1 | The equivalent to Chile’s or the UAE’s energy use, or 1-2% of China’s total energy production in 2019, according to the Atlas of Energy by the International Energy Agency. Available http://energyatlas.iea.org/#!/tellmap/-1118783123. Accessed: June 24, 2021.
2 | A complex interplay of variables make it difficult to exactly quantify mining-related greenhouse gases. But this calculation is considering the aforementioned lower and upper estimates of TWh and an average carbon intensity for Chinese miners of 711 gCO2eq/kWh, suggested by Hileman and Rauchs (2017). “2017 Global Cryptocurrency Benchmarking Study.” SSRN Electronic Journal. https://doi.org/10.2139/ssrn.2965436. The corresponding emission are estimated between 37,43 and 61 MtCO2eq, or just below 1% of China’s total emissions of 10 GT CO2. However, mining-related emissions but could well be higher, considering results of a recent study in Nature Communications, see Jiang, Li, et. al. (2021). “Policy Assessments for the Carbon Emission Flows and Sustainability of Bitcoin Blockchain Operation in China.” Nature Communications. 12 (1). https://doi.org/10.1038/s41467-021-22256-3.

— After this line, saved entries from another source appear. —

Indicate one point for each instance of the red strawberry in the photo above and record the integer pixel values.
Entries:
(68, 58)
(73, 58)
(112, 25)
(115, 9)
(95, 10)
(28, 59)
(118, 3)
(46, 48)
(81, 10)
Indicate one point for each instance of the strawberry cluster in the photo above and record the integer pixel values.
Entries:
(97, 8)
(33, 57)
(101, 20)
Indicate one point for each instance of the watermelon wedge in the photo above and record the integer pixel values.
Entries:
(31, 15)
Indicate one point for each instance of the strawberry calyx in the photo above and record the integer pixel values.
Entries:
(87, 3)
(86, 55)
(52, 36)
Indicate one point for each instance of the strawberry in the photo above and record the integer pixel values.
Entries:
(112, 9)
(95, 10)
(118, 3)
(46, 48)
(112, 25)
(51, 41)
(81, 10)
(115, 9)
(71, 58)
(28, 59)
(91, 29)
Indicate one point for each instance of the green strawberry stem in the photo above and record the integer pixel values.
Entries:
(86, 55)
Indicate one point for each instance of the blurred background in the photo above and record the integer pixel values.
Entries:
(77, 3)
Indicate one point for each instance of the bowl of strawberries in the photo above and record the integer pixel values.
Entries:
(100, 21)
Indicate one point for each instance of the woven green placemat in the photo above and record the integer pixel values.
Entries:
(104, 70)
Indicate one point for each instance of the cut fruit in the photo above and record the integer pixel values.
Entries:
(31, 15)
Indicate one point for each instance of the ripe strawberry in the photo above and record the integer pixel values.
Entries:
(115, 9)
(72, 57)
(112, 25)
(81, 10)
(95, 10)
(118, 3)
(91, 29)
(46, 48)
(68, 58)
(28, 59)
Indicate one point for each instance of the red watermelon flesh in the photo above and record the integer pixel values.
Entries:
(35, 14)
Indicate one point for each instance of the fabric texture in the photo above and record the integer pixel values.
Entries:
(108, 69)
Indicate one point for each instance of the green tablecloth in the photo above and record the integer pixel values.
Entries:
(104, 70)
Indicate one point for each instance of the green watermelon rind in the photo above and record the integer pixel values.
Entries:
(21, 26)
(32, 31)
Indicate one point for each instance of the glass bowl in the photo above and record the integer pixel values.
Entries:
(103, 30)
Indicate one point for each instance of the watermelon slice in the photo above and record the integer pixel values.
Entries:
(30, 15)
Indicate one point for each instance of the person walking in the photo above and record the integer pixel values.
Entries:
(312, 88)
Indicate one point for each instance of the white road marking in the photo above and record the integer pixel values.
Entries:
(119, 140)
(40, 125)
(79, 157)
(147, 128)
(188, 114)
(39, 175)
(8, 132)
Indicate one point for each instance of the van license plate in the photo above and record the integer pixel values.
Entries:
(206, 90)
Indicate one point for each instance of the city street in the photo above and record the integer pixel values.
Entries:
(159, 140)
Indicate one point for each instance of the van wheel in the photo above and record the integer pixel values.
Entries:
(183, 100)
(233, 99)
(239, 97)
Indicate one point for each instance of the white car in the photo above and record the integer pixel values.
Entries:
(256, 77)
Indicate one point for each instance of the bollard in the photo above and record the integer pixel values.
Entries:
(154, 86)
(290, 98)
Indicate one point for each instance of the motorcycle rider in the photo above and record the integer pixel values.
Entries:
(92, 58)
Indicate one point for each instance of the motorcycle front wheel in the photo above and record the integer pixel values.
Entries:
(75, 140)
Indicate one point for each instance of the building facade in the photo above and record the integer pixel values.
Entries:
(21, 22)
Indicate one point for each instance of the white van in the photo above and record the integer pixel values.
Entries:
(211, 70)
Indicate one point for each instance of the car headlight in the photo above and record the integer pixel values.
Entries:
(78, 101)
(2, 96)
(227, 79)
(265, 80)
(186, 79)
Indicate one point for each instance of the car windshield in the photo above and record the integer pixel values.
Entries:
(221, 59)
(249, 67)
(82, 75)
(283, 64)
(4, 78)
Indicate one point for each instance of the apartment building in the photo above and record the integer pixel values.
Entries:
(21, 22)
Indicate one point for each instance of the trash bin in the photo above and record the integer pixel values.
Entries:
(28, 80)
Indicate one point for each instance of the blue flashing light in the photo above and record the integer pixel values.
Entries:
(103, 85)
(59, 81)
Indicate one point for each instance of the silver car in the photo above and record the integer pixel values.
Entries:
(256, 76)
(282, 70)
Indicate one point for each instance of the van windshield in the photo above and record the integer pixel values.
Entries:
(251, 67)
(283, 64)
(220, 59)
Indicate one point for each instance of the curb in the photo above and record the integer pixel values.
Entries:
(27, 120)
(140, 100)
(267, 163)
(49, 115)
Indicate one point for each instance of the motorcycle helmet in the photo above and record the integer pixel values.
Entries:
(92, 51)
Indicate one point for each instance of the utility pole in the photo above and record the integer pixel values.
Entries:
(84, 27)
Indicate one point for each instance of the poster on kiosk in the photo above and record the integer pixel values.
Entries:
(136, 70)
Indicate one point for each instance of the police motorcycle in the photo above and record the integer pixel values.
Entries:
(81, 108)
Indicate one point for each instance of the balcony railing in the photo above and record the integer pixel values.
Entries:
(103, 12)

3 | Or equivalent to watching 130 hours of YouTube. The explanation lies in the design of Proof-of-Work algorithms: the overwhelming majority of computed calculations that PoW requires do not have any effect on the data that is processed in a blockchain. To compute the verification of a single transaction, at least 8.7 quintillion computations, or “hashes” – itself including multiple computational operations – happen to no effect other than being a conceptual “proof” of “work”.
4 | Broadly, the EU, with its ‘cap-and-trade’ system, focuses on capping the quantity of emissions for nations and their companies, the industrial efficiency of emission output is secondary. China’s ETS, on the other hand, incentivizes improved efficiency of coal plants, but foresees no provincial or national limit of overall emissions. Further, China only considers CO2, while the EU also considers N2o and PFC and market prices for certificates vary widely between USD 8 (RMB 50) in China and USD 60 (EUR 50), as of July 2021.